Dr Dirk Radtke suggests a change of perspective is required. He and his team work on questions concerning cooperation, management, self-organisation and New Work at OTTO. He believes that “Hackathons should not primarily be used as purely a PR instrument or as an aid for recruitment.” For him it is not the brand image or recruitment that draw the most added value from the format, but the company’s own employees.

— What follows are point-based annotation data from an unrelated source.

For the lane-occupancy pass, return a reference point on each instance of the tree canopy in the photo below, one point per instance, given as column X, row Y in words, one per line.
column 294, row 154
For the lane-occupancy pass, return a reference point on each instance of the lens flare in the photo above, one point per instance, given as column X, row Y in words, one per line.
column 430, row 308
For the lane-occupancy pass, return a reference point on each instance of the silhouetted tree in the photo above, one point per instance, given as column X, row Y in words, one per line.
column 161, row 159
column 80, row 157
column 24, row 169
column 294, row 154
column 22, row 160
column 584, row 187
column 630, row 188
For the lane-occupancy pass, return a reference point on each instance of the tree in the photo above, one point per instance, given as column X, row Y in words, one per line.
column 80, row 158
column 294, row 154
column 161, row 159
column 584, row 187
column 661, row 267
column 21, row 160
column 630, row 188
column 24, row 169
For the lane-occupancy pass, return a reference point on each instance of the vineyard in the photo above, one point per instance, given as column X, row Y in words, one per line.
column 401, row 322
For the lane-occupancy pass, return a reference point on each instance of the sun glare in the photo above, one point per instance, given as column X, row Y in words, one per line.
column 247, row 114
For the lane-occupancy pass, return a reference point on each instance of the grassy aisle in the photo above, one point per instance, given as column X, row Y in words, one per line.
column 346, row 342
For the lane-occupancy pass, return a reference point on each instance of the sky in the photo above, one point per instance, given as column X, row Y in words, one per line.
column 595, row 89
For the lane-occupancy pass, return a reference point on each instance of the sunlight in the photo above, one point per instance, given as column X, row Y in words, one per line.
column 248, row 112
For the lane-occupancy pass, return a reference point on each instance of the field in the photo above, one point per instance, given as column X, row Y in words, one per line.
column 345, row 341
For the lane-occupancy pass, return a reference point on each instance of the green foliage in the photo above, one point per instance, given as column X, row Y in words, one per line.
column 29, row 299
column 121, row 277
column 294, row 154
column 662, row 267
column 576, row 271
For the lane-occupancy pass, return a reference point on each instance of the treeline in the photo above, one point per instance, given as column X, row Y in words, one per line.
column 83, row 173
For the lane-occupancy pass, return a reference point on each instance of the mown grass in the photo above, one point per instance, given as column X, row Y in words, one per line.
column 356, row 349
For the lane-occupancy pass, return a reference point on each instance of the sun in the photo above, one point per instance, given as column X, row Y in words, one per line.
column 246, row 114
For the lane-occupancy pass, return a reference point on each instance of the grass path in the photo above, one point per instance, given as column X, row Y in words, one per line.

Many find this unstructured work to be highly efficient and an incentive for their own creativity.

Dr Dirk Radtke

A sprinkling of creativity in the rhythmical daily grind

It’s fair to say that quite a few employees welcome taking time out from their day-to-day business every now and then and simply doing something a bit different. A hackathon can be a good instrument for this, provided it is carried out properly. Coca cola and flip charts are not a good way of going about it. It’s important that everyone in the company gets behind the event. “If the prevailing tone beforehand is ‘we’re not going to produce anything useful in three days, so let’s just do it part-time and after hours,’ the motivation to take part isn’t the highest and the results will reflect that,” explains Dirk. A much more promising approach is when companies make a green space available. So time, location and equipment are important, as is pushing your own event. On internal OTTO hackathon “InnoDays” (see info box), for example, a member of the board is on the jury that examines the ideas and crowns the victor at the end of the day. “A lot of hackathons are just an opportunity for developers to let off steam by themselves. I recommend a different, more interdisciplinary approach. This is why here at OTTO, we involve every role and level of management, and have set ourself an additional objective: innovation,” Dirk explains.

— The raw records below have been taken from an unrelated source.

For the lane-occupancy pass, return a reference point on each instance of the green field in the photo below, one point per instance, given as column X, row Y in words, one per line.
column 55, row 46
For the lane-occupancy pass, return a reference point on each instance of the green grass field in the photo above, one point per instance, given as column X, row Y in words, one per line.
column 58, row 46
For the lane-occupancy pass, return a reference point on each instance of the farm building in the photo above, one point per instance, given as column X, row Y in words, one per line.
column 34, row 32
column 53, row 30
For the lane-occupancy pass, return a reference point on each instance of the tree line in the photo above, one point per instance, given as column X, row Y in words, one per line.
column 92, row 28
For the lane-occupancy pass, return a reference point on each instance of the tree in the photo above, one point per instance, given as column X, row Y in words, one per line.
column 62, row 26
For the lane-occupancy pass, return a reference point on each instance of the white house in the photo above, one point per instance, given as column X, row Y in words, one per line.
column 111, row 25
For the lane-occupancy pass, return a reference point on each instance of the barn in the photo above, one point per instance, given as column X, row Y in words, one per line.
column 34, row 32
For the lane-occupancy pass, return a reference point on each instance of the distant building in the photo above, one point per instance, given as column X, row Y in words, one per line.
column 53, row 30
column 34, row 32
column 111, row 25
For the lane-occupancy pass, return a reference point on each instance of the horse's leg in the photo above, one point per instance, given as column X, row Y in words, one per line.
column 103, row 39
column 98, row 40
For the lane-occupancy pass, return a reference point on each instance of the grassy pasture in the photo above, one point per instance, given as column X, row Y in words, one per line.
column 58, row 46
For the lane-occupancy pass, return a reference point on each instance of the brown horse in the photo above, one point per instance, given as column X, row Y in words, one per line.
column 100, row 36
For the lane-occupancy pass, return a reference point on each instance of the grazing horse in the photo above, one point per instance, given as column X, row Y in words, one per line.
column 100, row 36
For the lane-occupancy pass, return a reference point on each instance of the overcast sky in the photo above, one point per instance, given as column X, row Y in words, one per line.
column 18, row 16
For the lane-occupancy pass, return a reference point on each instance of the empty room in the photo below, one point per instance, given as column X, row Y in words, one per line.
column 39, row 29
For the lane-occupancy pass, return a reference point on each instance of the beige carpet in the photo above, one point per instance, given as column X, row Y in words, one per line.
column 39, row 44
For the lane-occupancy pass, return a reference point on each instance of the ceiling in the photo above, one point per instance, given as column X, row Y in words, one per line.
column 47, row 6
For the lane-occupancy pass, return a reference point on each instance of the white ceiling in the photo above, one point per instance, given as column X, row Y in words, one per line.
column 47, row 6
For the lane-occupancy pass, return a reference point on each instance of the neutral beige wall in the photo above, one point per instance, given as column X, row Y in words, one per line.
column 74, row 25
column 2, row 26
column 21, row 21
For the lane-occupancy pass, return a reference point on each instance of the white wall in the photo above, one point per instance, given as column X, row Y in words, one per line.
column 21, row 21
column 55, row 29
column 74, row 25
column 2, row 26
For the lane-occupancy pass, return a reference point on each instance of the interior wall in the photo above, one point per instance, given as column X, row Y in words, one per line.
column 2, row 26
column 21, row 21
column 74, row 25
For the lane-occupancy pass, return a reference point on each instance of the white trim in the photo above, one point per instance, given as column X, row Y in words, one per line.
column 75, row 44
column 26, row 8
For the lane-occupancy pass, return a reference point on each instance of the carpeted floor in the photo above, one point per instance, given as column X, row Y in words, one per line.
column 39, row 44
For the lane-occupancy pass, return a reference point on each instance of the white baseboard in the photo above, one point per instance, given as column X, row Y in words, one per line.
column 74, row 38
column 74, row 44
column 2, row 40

Creating space for contemplation and experimentation

For him, the most important thing is to involve as diverse and wide a range of participants as possible. “The more diverse the better”, seems to be the recipe for success. “When teams are made up of members who otherwise have little interaction in the course of their day-to-day work and perform different roles, it’s the perfect mixture,” Dirk clarifies. “There are no predefined roles or hierarchical structures. I will be working together with new people and a clear goal, but without self-restraint or defined roles.” This creates freedom and encourages thinking outside the box. “Many find this unstructured work to be highly efficient and an incentive for their own creativity,” Dirk says. “They get an enormous push out of it and strengthen their self-belief when it comes to overcoming hurdles and implementing innovation without revolution in their day-to-day work. This is where the format adds value for the company’s employees.”

What might be cool for the employees can be even better for customers

Companies have clever ways of converting this creative power. How? At OTTO’s InnoDays, for example, the mantra is always “the customer comes first!” Many ideas revolve around aspects that make the shopping experience on even easier, more stimulating and cooler. Other projects are concerned with how internal working processes at OTTO could be even more efficient. Even real clients are part of the InnoDays, assessing the projects at the end of the day and awarding their own special prize. A precise timetable is drawn up for the winning ideas to ensure these prototypes do not end up gathering dust in the corner. In an ideal scenario, by the end of the day the budget and time capacity will have been assigned in order to develop the ideas further.